Concept

Church (building)

Summary
A church, church building, or church house is a building used for Christian worship services and other Christian religious activities. The earliest identified Christian church is a house church founded between 233 and 256. Sometimes, the word church is used by analogy and simplicity for the buildings of other religions, such as mosques and synagogues. Church is also used to describe a body or an assembly of Christian believers, while "the Church" may be used to refer to the worldwide Christian religious community as a whole. In traditional Christian architecture, the plan view of a church often forms a Christian cross with the center aisle and seating representing the vertical beam and the bema and altar forming the horizontal. Towers or domes may inspire contemplation of the heavens. Modern churches have a variety of architectural styles and layouts.
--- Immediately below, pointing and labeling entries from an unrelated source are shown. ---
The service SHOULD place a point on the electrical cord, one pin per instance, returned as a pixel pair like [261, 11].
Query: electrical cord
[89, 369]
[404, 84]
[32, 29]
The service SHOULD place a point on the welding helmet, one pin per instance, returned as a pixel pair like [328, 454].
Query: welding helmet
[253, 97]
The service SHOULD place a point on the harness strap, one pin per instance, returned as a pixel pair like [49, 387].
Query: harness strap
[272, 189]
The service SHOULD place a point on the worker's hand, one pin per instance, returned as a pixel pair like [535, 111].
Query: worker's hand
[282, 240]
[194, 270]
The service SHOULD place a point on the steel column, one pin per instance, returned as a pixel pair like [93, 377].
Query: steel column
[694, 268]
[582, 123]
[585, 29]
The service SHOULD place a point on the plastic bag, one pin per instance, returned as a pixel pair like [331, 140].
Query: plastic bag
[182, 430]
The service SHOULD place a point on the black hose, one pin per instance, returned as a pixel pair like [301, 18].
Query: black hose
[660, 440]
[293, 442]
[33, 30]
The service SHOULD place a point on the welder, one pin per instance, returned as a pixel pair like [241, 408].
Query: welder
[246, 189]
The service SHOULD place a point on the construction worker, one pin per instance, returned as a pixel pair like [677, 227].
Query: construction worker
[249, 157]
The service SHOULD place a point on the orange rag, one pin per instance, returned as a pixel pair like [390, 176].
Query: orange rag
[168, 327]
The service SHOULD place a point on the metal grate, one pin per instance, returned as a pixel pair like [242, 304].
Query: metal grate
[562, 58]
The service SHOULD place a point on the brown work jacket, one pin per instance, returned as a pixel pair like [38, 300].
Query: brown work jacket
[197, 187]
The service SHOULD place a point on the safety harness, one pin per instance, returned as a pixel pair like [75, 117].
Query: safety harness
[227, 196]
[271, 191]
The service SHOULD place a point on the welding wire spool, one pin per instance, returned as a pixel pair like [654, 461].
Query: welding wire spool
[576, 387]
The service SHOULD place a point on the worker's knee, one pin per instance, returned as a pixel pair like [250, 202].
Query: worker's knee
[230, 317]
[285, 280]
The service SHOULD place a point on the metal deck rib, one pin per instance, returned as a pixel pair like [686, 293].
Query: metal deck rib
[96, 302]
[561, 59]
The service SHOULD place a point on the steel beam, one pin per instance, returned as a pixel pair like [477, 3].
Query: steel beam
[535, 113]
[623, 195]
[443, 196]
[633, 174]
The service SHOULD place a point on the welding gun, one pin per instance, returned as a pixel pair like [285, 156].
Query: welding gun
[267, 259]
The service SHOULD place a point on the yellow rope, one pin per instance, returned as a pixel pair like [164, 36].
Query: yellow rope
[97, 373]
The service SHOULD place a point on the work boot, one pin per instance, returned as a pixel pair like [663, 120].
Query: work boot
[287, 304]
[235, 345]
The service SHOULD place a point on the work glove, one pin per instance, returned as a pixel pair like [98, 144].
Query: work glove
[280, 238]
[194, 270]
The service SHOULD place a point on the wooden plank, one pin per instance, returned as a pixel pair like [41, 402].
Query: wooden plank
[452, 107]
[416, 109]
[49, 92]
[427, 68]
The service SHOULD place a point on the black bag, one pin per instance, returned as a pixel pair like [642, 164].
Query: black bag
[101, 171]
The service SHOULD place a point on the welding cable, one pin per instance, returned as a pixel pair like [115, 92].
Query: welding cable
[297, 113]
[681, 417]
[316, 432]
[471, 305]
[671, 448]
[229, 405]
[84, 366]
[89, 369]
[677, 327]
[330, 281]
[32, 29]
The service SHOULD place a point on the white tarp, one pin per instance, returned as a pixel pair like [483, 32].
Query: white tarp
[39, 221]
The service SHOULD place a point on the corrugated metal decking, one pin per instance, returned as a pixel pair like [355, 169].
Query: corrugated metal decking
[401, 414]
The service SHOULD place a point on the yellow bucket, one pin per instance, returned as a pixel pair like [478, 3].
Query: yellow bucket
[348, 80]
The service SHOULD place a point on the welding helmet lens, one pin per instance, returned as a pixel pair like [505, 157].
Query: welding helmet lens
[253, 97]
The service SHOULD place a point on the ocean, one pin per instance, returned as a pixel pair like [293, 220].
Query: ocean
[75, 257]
Some buildings designed for other purposes have been converted to churches, while many original church buildings have been put to other uses. From the 11th through the 14th centuries, there was a wave of church construction in Western Europe. The word church is derived from Old English cirice, "place of assemblage set aside for Christian worship", from the Proto-Germanic kirika. This was probably borrowed via the Gothic from the Greek kyriake (oikia), kyriakon doma, "the Lord's (house)", from kyrios, "ruler, lord". Kyrios in turn comes from the Proto-Indo-European language root meaning "to swell". The Greek kyriakon, "of the Lord", was used of houses of Christian worship since 300 AD, especially in the East, although it was less common in this sense than ekklesia or basilike. The earliest archeologically identified Christian church is a house church (domus ecclesiae), the Dura-Europos church, founded between 233 and 256. In the second half of the 3rd century AD, the first purpose-built halls for Christian worship (aula ecclesiae) began to be constructed. Although many of these were destroyed early in the next century during the Diocletianic Persecution.